Prime
Reimagining being, belonging in Uganda
Last week on Thursday, October 27, the Uganda National Academy of Sciences (UNAS) launched its Consensus Study report, re-imagining being and belonging in Uganda: An enabling framework to foster our sustained development. Participating in this study as a member of the Committee on Equity and Inclusion, as I said that day, was among the best things I had done lately.
As the report was discussed, I hoped that maybe some institutions, be they public or private, will use these recommendations to integrate equity and inclusion in planning, programmes and projects.
The national agenda already provides for equality and equity measures, yet the best available evidence indicates that exclusion and inequality are serious areas of concern.
The report is for another day, today I want to focus on why I felt this study was extremely important, basing on three anecdotes.
Two weeks ago, I received a call from the caretaker at my property in Mukono, an incomplete house really, which I have been building since 2015. He said my neighbours had created an access road and left my house hanging.
I did not imagine the expression, ‘my house hanging’, until I got to the site. I could have fainted seeing my house indeed ‘hanging’. The road was excavated so deep that my house now stands like a troubled hill far away from below.
The guys said they had followed their boundary on the title, and saw nothing wrong. Long story short, the surveyors came and confirmed that indeed an additional piece of land I bought later had been resold to these people, transferred to them by the same vendor and without ever involving me, created another access road sitting on my then piece of land, now theirs.
I didn’t know whether to cry or shout.
The surveyor advised that I secure what is remaining of my land, the original piece with a title. My builder added that it was urgent to save my house too with a retainer wall that will cost many millions.
They told me, from experience, a court case to reclaim my land would bring many years of frustration and cost enough to buy me a plot elsewhere.
This brings me to the second anecdote. I believed them and knew I had to give up because my mother and her sisters have been defending their right to occupy their home of more than 50 years from a family who claim their grandfather had given a portion of it to my grandmother. The court case in Pakwach has dragged for years. My mum and her siblings say this is what has come to kill them. We don’t know how to make this thing go away.
So my next dilemma becomes where to find those millions, urgently. Which brings me to the third anecdote. I call a person I lent money, requesting payback. Suddenly, I was being abused, and called names. I was so confused, shouted back a few incomprehensive things and switched off. I reflected on the circumstance under which the money had been borrowed and felt sad. I never imagined this scenario, refusal to pay and literally telling me to ‘get lost’ with such arrogance, it still makes me cringe.
The person who owes me money, the guys who left my house hanging, and my mother’s neighbours, all have one thing in common, they know that there is nothing I or my mother and her sisters can do. In fact, my aunt was put in jail once for using their land. I still can’t believe that incident either.
It is easy to say it is bad fortune, this is a single case etc.

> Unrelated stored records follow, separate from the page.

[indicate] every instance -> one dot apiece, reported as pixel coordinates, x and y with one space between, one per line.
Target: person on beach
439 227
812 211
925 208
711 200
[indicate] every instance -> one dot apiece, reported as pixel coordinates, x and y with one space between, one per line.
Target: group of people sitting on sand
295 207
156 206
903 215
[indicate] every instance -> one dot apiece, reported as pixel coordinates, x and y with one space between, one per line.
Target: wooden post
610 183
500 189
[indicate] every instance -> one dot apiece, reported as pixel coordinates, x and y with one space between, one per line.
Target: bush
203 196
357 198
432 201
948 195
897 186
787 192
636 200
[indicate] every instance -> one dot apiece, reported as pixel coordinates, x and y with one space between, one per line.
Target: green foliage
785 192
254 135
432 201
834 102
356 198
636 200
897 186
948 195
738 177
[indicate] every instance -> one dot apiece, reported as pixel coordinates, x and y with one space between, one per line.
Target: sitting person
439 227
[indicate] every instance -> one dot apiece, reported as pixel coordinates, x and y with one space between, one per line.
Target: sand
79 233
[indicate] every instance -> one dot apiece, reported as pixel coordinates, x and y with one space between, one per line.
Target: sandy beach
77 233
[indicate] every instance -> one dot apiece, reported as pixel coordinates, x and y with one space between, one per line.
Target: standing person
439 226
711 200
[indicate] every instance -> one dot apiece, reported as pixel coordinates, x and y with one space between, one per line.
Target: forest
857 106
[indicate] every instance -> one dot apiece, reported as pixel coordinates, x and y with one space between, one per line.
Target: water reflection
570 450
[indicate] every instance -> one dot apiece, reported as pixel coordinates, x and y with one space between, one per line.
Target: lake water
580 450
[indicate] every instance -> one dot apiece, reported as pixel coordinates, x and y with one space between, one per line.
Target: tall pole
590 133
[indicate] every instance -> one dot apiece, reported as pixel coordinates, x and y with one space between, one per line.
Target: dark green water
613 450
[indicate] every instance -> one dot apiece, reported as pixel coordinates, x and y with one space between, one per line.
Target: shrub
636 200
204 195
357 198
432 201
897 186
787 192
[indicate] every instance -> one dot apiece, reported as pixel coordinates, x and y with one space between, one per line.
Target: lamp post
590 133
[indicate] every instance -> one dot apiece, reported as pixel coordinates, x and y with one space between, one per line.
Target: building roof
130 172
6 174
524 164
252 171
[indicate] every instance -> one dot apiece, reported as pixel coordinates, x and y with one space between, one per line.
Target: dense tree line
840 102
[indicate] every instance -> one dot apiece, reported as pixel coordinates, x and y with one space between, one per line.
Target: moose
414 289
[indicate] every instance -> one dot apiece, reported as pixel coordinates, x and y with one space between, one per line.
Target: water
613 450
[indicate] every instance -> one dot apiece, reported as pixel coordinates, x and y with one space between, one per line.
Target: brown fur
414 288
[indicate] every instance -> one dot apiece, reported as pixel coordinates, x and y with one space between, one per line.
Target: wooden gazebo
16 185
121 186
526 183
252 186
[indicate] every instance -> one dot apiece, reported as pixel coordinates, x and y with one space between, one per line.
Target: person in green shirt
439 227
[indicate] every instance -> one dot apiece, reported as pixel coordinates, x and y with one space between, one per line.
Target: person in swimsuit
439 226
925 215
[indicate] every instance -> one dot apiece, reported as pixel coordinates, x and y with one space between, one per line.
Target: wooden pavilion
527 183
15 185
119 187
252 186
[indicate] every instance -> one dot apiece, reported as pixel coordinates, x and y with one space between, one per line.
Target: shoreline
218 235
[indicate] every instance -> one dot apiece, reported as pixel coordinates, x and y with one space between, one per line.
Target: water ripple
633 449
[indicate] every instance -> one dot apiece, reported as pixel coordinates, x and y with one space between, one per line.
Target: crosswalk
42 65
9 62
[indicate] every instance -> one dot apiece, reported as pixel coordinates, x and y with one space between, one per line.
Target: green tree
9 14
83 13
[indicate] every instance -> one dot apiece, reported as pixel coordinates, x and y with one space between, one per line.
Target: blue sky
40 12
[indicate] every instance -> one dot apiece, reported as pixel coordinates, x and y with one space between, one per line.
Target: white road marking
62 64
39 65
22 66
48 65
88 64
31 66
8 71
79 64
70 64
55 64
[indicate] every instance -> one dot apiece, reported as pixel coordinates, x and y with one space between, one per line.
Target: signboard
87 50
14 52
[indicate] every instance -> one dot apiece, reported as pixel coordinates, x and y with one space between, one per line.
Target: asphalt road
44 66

But sitting in the court one day to give my aunt moral support in Pakwach, and the many cases I have heard of people in need of justice, got me thinking if justice is attainable in this country.
From land dealers who manipulate the system at will, to dishonest individuals who know they will get away with anything because the judicial system is for the most part, dysfunctional in rendering justice, one is left with one choice, to give up, as I was advised.
Whenever the Chief Justice promises to improve things to enable access to justice, I wonder, does he know how bad things are? Does he know, the average Ugandan never tries to get justice because of the experiences of those who try and give up? We are disempowered before the law.
There are multiple stories in each of these anecdotes that people have told me which, makes our situation pitiful. Participating in the consensus study, looking at the data and reading Kwameh Appiah’s ‘the lies that bind’ opened my eyes to many systems of oppression, the lost voices and the politics of belonging.
This work on being and belonging means that we can reclaim some values while recognising the intersection of drivers of exclusion. Social justice and social protection are becoming the most critical issues of our time, if nothing changes. We must indeed cultivate some humane values that allow us to live with and respect one another.
Ms Maractho (PhD) is the director of Africa Policy Centre and senior lecturer at Uganda Christian University.